Finding a healthy “veggie” burger is a lot harder than it sounds. Sure, you can find one on just about every menu. But when is a veggie burger not really a veggie burger? When the ingredients look something like this:

water, soy protein concentrate, wheat gluten, contains less than 2% of methylcellulose, salt, caramel color, dried onions, yeast extract, sesame oil, hydrolyzed wheat protein, natural and artificial flavor (non-meat), disodium guanylate, disodium inosinate

These are the ingredients in one of the better burgers out there. For most the list of ingredients gets longer and a lot harder to pronounce. When it comes to food I have to agree with Michael Pollan, if I can’t pronounce it, I certainly don’t want to eat it. For most of these burgers soy in some form is a key ingredient. Many non-organic soy products contain traces of the neurotoxin hexane. Soy processors use hexane to divide the beans into fat and protein. The beans are cracked, heated, and rolled into flakes, which are then soaked in a hexane bath to extract the oil. All of these products are made from gmo soy. Which raises an entirely new set of concerns. I looked at the countless options of “meat-free” products in the grocery store and couldn’t find one brand that was both organic and used non GMO soy. Ditto for the health food store.

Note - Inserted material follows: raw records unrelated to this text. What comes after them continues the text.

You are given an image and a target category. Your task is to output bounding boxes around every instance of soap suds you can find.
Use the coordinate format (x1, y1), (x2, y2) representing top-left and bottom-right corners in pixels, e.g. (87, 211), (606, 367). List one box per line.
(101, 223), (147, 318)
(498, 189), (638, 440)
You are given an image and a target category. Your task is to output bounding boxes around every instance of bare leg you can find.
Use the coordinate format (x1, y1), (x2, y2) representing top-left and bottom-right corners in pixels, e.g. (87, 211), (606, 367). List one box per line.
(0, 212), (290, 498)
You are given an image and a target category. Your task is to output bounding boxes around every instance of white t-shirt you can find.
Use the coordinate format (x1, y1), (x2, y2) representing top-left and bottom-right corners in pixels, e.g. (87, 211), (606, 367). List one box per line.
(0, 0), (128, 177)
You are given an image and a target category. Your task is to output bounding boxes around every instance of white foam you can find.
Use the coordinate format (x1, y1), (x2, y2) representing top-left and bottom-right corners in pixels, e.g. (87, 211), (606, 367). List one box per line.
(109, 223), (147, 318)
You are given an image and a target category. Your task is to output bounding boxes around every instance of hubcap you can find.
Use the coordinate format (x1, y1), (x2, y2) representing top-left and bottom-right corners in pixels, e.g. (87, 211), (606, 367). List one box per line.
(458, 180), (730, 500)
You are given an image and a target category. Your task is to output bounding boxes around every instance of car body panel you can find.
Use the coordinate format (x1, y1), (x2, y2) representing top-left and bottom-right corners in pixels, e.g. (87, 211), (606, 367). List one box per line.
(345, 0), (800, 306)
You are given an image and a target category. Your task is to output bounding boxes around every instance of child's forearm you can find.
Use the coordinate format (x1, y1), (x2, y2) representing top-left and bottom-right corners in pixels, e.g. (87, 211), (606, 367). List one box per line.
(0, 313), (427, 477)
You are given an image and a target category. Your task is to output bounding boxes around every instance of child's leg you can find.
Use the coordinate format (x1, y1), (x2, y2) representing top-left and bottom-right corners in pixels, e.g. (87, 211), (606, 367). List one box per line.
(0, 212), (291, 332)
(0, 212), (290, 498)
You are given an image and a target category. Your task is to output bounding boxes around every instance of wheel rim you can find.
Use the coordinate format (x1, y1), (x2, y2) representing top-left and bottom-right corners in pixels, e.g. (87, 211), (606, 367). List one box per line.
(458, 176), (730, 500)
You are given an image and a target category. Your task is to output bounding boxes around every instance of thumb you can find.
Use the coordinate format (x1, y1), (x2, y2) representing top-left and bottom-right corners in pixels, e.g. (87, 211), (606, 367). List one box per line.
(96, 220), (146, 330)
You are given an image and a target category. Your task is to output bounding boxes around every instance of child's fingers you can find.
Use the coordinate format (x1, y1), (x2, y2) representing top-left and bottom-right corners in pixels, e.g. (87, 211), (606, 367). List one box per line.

So what is a girl to do when trying to find a worthy healthy companion for the carrot dog? You guessed it: make your own.

The following recipe is a slightly modified version of the slider burger recipe from Raw Soul. The great thing about this burger is that it can be eaten raw or cooked. Either way, absolutely delicious.

Burgers
3 cups soaked walnuts (soaked overnight)
½ cup sprouted green lentils
1 cup sun-dried tomatoes (soaked 2 hours)
½ minced onion
2 tablespoons apple cider vinegar
2 large minced garlic cloves
1 tablespoon olive oil
1 tablespoon smoked paprika
1 teaspoon sea salt
1/2 cup of chopped fresh parsley
¼ cup flax meal
Water as needed

In food processor, pulse all ingredients, except parsley and flax meal until smooth, adding water if needed. Move to bowl. Add parsley and flax meal. Mix well and form into burgers.
Dehydrate for about 6 hours on a teflex sheet. Turn over and dehydrate for about 2 more hours. Don’t over dehydrate, they should still “give a little” and be moist on the inside.
If you want to cook these, the best way is to pan sear them on each side and then cook over medium low heat for about 5 minutes each side.
They keep in the fridge for about a week.

To Sprout Lentils:
Soak lentils in a bowl of water overnight, rinse
Drain into a colander with a fine mesh screen
Place Colander over a small bowl and cover with a dish towel. In a day or so they will have sprouted little tails like the photo above.